LA COLUMNA AMARILLA

O melhor…

No entiendo de economía, como de tanto otro asunto. Hay quien ha dicho, y puede que tenga razón, que sólo soy un contador de historias. Eso sí, suelo abrevar en los aportes de los que sí saben de temas muy especializados; luego, con mi libertad de pensamiento crítico a cuestas, reflexiono y postulo; nada de dogmas, ¡por favor!

El jueves pasado, Jorge Jauri destacó en LA REPUBLICA la importancia de ciertos giros que está dando la economía de Brasil y que, a su juicio, nos favorecen claramente, aunque se les haya dado aquí escasa difusión.

No entraré en detalles, está claro, porque quizás armaría un nudo que nadie sería capaz de desatar; sin embargo, haré otras dos cosas: primero, recomendar que se lea ese aporte de Jauri; segundo, ponerme un poquito soberbio ­toda carne es débil- y recordar que, en medio de tanta apelación a Venezuela y Argentina como las economías principales sobre las que recostarnos, por decirlo de alguna manera, he dicho hasta el cansancio que nuestro mejor socio para el futuro a mediano y largo plazo, incluso admitiéndole sus innegables e históricas aspiraciones de talante imperial, es Brasil.

No he logrado comprender todavía ­y puede que eso tenga que ver con mis limitaciones irredimibles- en qué hechos tan objetivos y tan relevantes se asienta el enamoramiento que de Argentina y Venezuela padecen muchos, demasiados hombres significativos del gobierno nacional.
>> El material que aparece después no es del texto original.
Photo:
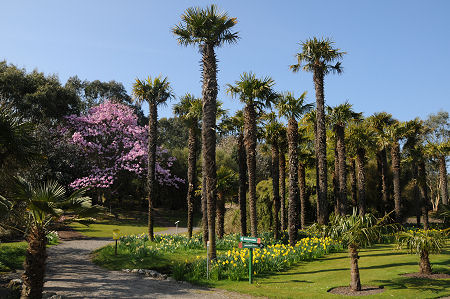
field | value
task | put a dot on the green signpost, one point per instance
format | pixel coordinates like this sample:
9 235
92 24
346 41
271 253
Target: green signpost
250 243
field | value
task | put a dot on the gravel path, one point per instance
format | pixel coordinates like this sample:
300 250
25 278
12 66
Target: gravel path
71 273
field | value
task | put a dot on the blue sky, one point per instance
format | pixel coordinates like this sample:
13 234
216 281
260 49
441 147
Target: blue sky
397 61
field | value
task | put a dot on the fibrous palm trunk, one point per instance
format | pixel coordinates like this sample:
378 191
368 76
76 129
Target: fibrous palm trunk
292 135
321 146
352 172
34 264
275 190
283 189
302 185
361 162
340 144
220 211
422 175
209 96
152 136
355 282
250 146
395 156
443 179
424 264
192 176
242 184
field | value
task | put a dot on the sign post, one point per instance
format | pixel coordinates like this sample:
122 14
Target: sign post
250 243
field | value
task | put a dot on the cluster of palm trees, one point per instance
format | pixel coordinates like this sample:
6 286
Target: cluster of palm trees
353 136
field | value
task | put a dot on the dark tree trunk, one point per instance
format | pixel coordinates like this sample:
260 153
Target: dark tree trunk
395 156
242 184
340 144
209 96
192 176
276 190
302 185
321 146
220 211
355 282
335 179
424 264
361 164
353 182
34 264
283 189
423 192
250 146
292 134
443 179
152 136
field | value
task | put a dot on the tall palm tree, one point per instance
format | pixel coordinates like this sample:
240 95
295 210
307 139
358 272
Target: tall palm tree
360 139
339 117
292 109
256 94
207 28
155 92
190 111
44 204
273 130
316 57
380 123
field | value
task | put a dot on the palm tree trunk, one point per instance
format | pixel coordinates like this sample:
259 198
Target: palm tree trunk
353 182
276 190
424 264
302 185
192 176
293 180
355 282
423 192
242 184
340 144
34 264
152 137
220 211
250 146
443 179
335 179
209 96
395 156
321 146
283 189
361 162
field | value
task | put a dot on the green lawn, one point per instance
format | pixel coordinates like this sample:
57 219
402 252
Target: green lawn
379 266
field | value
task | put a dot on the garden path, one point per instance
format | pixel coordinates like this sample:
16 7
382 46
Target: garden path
71 273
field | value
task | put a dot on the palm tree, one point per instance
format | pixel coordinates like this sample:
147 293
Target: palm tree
380 123
360 139
316 57
339 117
423 243
207 28
273 130
43 204
396 131
292 108
256 94
155 92
190 111
355 232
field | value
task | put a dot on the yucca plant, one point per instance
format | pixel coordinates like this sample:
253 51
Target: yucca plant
355 232
43 203
423 243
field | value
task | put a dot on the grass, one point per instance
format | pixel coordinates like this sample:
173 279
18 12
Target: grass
12 256
379 266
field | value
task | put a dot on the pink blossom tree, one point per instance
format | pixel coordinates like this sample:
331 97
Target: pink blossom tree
114 145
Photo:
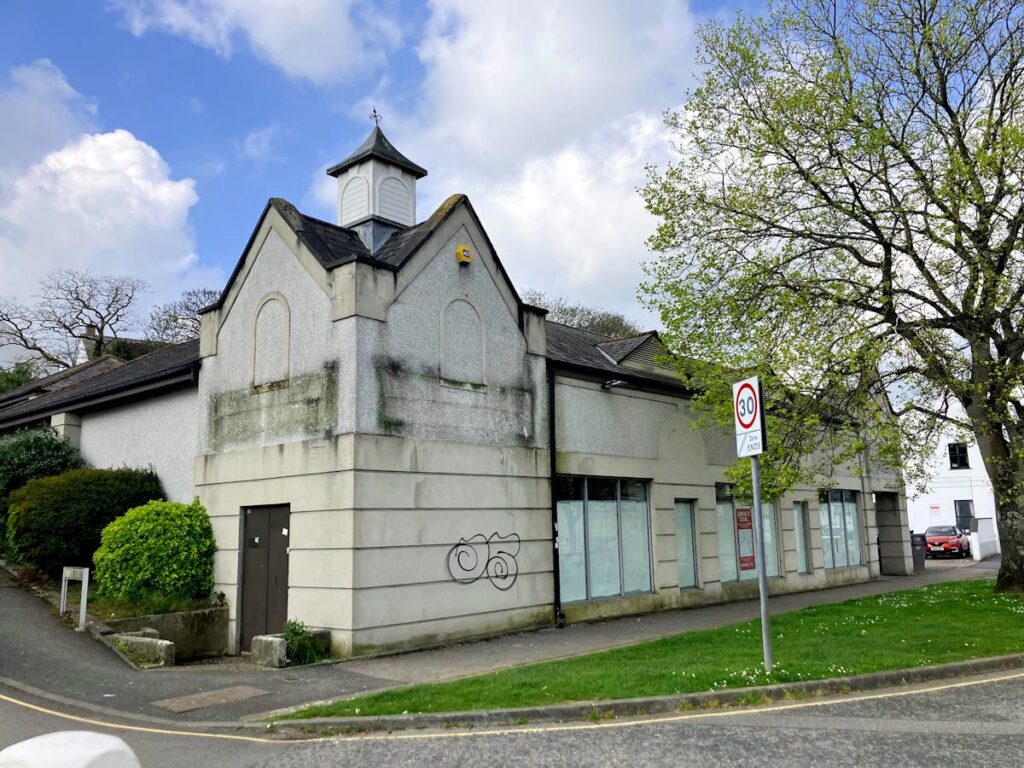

Tampoco comprendo, porque es consecuencia de lo anterior, que se siga creyendo que el gobierno argentino no es una suerte de autocracia desorientada con sueños feudales, y que sólo de ese hombre que sonríe en las fotos, Chávez, depende nuestro porvenir energético.

Ya sé. Sigue vigente el Mercosur y todo eso. Y sigue vigente la dialéctica del interés regional y de las aspiraciones socialistas.

No obstante, y sobre todo cuando a uno se la explican de modo inteligible, la realidad es la realidad y los discursos son sólo eso, discursos.